Artist Unknown, Imperatore Constantino, Musei Capitolini, Rome, italy
The colossal statue of Constantine I, sculpted in marble, was one of the most important works of late-ancient Roman sculpture The remaining segments are at the Palazzo dei Conservatori in Rome and were dated between 313 and 324. A hand and the right arm, the two feet, the knee and the right femur, the left calf and the head are the only remaining parts of the statue. The origin statue judging from the remains was a seated form that reached approximately 12 meters in height.
The head, which was originally decorated with a metallic crown, is grandiose and solemn, presenting the characteristics of Roman art of that era, with the stylization and simplification tendencies of the lines. The face is squared, with hair and eyebrows rendered with very refined and “calligraphic” marble engravings, but still completely unnatural looking. The eyes are big, almost huge, with the well-marked pupil looking upwards; they are the focal point of the whole portrait.

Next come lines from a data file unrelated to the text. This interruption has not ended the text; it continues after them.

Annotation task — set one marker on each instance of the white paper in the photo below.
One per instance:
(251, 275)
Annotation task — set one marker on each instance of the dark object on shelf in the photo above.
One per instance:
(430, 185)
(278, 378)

The Emperor’s gaze seems to scrutinize the surrounding environment and gives the portrait an appearance of extraterrestrial austerity. The hair is treated as a single swollen mass deeply furrowed by the streaks that separate some locks. The face posesses an aquiling nose, long, thin lips and a prominent chin. This is an idelaized face, despite the classical importation, which seeks to show an aura of holiness.